Ten years ago, the Rome Statute of the International Criminal Court, entered into force. Since then, the Court has made important strides forward in becoming an important player in the international criminal justice arena. With nearly 120 member states, seven situations referred under the three different referral mechanisms envisioned in the Rome Treaty, and several more under consideration, it is difficult to dismiss the Court as irrelevant in the global governance architecture.
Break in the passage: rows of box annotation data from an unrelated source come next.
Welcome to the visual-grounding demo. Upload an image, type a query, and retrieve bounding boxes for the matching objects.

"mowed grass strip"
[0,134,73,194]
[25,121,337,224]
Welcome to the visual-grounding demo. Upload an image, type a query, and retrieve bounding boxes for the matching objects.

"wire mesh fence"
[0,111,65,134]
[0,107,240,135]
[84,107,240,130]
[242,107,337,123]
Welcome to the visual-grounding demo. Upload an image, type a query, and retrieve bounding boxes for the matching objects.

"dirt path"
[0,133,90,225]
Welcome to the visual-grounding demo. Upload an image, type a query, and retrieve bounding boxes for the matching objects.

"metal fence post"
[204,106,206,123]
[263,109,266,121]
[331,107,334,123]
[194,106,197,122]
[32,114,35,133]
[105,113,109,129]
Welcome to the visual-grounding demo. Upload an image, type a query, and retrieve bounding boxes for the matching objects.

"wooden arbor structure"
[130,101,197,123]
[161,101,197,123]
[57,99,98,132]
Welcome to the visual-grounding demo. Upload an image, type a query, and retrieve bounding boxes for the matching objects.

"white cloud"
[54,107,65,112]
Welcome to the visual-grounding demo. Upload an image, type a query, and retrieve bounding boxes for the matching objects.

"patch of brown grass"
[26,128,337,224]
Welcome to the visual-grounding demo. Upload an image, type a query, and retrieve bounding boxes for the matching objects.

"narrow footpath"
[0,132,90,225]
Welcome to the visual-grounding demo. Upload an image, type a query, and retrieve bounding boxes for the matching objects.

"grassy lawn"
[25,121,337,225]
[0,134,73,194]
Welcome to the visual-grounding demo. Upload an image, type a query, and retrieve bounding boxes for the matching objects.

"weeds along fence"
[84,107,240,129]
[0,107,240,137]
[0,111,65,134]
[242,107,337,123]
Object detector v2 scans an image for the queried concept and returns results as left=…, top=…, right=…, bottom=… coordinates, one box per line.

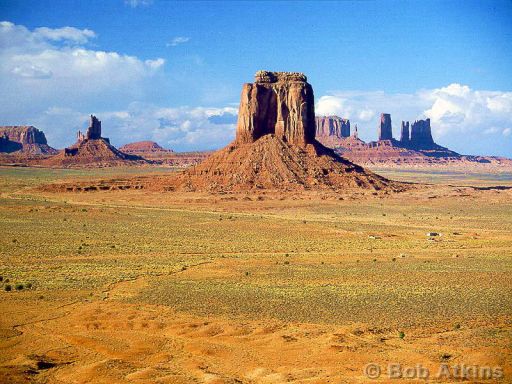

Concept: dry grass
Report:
left=0, top=168, right=512, bottom=383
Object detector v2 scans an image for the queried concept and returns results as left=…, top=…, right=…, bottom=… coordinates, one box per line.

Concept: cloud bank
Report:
left=0, top=20, right=512, bottom=157
left=316, top=83, right=512, bottom=156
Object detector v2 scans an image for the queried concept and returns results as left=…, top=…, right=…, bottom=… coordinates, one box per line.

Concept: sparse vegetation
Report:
left=0, top=169, right=512, bottom=381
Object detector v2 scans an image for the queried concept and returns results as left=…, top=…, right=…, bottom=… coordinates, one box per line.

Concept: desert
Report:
left=0, top=0, right=512, bottom=384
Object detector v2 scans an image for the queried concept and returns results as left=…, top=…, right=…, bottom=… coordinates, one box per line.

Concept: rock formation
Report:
left=0, top=125, right=57, bottom=155
left=400, top=120, right=410, bottom=146
left=45, top=115, right=147, bottom=166
left=410, top=119, right=437, bottom=149
left=315, top=116, right=350, bottom=140
left=119, top=141, right=173, bottom=155
left=236, top=71, right=315, bottom=147
left=85, top=115, right=101, bottom=140
left=161, top=71, right=403, bottom=192
left=379, top=113, right=393, bottom=140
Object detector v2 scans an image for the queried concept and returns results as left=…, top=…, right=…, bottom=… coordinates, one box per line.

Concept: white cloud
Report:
left=316, top=83, right=512, bottom=156
left=36, top=103, right=238, bottom=151
left=34, top=27, right=96, bottom=44
left=0, top=21, right=165, bottom=123
left=166, top=36, right=190, bottom=47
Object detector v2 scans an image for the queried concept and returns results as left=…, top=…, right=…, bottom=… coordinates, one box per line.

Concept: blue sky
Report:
left=0, top=0, right=512, bottom=156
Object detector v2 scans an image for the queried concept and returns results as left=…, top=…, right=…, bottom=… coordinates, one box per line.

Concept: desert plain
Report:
left=0, top=167, right=512, bottom=383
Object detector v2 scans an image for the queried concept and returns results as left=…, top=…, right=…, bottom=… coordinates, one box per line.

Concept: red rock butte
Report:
left=160, top=71, right=404, bottom=192
left=236, top=71, right=316, bottom=147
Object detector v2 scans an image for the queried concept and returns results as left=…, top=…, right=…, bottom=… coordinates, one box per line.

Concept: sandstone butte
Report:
left=158, top=71, right=404, bottom=192
left=0, top=125, right=57, bottom=155
left=316, top=113, right=512, bottom=169
left=43, top=115, right=147, bottom=167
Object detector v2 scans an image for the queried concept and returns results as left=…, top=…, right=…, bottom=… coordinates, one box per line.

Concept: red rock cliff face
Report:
left=0, top=125, right=57, bottom=154
left=315, top=116, right=350, bottom=138
left=410, top=119, right=436, bottom=149
left=0, top=125, right=48, bottom=144
left=379, top=113, right=393, bottom=140
left=235, top=71, right=315, bottom=147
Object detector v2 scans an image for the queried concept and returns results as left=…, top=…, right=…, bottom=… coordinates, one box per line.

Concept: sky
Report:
left=0, top=0, right=512, bottom=157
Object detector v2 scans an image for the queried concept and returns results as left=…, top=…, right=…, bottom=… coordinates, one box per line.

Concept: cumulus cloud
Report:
left=33, top=27, right=96, bottom=44
left=167, top=36, right=190, bottom=47
left=316, top=83, right=512, bottom=156
left=0, top=21, right=165, bottom=123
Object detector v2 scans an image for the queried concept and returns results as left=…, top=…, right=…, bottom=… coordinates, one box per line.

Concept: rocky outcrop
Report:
left=410, top=119, right=436, bottom=149
left=160, top=71, right=401, bottom=193
left=378, top=113, right=393, bottom=140
left=0, top=125, right=57, bottom=154
left=44, top=115, right=148, bottom=167
left=119, top=141, right=173, bottom=155
left=235, top=71, right=315, bottom=147
left=315, top=116, right=350, bottom=140
left=85, top=115, right=101, bottom=140
left=400, top=120, right=410, bottom=146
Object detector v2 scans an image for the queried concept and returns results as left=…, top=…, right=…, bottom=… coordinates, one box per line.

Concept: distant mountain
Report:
left=0, top=125, right=58, bottom=155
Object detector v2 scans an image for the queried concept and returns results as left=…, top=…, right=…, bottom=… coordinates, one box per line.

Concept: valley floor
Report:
left=0, top=168, right=512, bottom=383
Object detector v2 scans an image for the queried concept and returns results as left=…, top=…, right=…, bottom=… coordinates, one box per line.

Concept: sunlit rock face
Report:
left=236, top=71, right=315, bottom=147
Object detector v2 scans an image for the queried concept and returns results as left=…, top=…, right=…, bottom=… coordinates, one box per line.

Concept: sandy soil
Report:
left=0, top=169, right=512, bottom=383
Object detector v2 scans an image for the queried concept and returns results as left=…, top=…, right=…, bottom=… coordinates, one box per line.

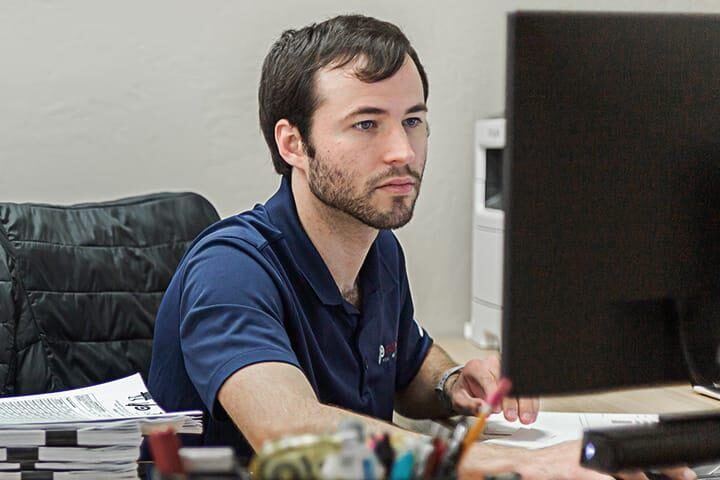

However, as it embarks on the second decade of its existence, the Court faces difficult challenges and determined efforts by some attempting to delegitimize and politicize it, thereby undermining its ability to carry out its mandate to bring about an end to impunity. Foremost among these challenges are:
- Finding new ways to move forward State and Non-State Party Cooperation with the ICC
- Ensuring proper implementation of victim participation and reparation regime in the Rome Treaty
- Paying sufficient attention to the prosecution of gender-based crimes
- Determining how the Court will handle its relationship with the UN Security Council as well as several emerging powers
Against this background, several policy makers, academics, Court officials, and civil society representatives will come together over the course of four lecture series to suggest how to best deal with the aforementioned issues. By sharing their concerns and best practices, we hope to make an important contribution to ensuring the success of the Court as it begins its journey into its new decade. Chatham House rules apply.